85-90% of perforating cornea transplants are totally successful. However, about 10-15% of those operated experience either acute or chronic rejection.
Rejection is caused by the antibodies of the patient, which consider the cells of the donated cornea as extraneous and consequently react immunologically towards them, as they would do with bacteria or virus.

The rejection can be either acute or chronic, which means that it can occur either soon after the surgery, or even after many months or years. Patients will most likely need contact lenses after a transplant in order to obtain satisfactory eyesight. 80% of those operated have 5/10 vision thanks to the use of contact lenses.
5% of those operated undergo acute rejection and must repeat the operation, hoping to achieve better results. All those who experience rejection of the cornea transplant have a much higher chance of a new rejection.
Another 5-7% of cornea transplant patients undergo chronic rejection of the transplant itself with acute crisis which can be partially kept under control through specific anti-rejection medication.

Precise guidelines are followed regarding eligibility of the donor corneal tissue for corneal transplantation, however, a number of factors may affect the quality of the cornea, often the transplanted cornea often does not have the same lifespan of the original cornea.

The donated cornea gets “old” quickly for a number of reasons, which are mainly the following:

1) The length of time between the death of the donor and corneal donation is extremely important, if this interval is excessive, the cornea may be damaged.

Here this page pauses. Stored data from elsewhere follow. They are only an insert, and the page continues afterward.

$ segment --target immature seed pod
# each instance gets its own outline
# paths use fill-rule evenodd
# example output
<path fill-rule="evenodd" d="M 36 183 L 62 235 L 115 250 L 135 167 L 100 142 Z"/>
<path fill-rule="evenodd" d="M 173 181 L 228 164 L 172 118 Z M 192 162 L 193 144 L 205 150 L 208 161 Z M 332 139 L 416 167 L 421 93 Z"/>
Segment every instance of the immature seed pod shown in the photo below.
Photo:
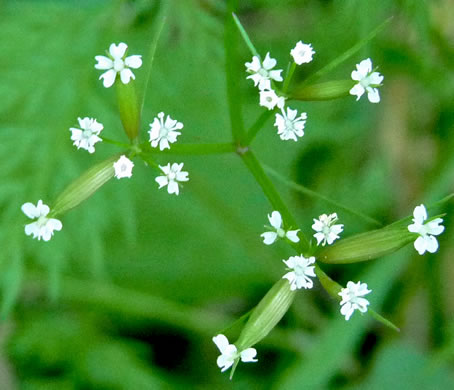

2) The conservative liquid in which the corneas of the donor are kept after the donation is also very important, this liquid contains nutritious substances for the cornea and preservatives. Preservatives are necessary and prevent bacteria and fungus from growing into the liquid itself, but over a long period of conservation they may diminish the quality of the cornea.

3) The age of the donor may determine the quality of the cornea. For the above reasons the donated cornea has a shorter life than the original one.

When lamellar keratoplasty is performed, only part of the thickness of the cornea is removed, leaving the deepest layer intact. Consequently, risks of rejection are reduced, but other problems such as low visual quality are more likely to arise.

The above problems of keratoplasty procedures (penetrating or lamellar) explain why it is important to consider a corneal transplant only as a last resort in the treatment of keratoconus. In fact, the modern approach to keratoconus treatment is conservative, and corneal transplantation is performed only in keratoconus patients in such an advanced stage as to have no other treatment option.

Dr. Abbondanza has been studying this pathology for over 30 years and, during his career, has become one of the leading experts on keratoconus and keratoconus conservative surgery, having been the first in Italy to use the Corneal Collagen Cross-linking (2005) and having conceived himself a microsurgical technique to avoid corneal transplantation, the Mini Asymmetric Radial Keratotomy (MARK) in 1993. Thanks to these and other techniques, the need for corneal transplants keeps decreasing continuously.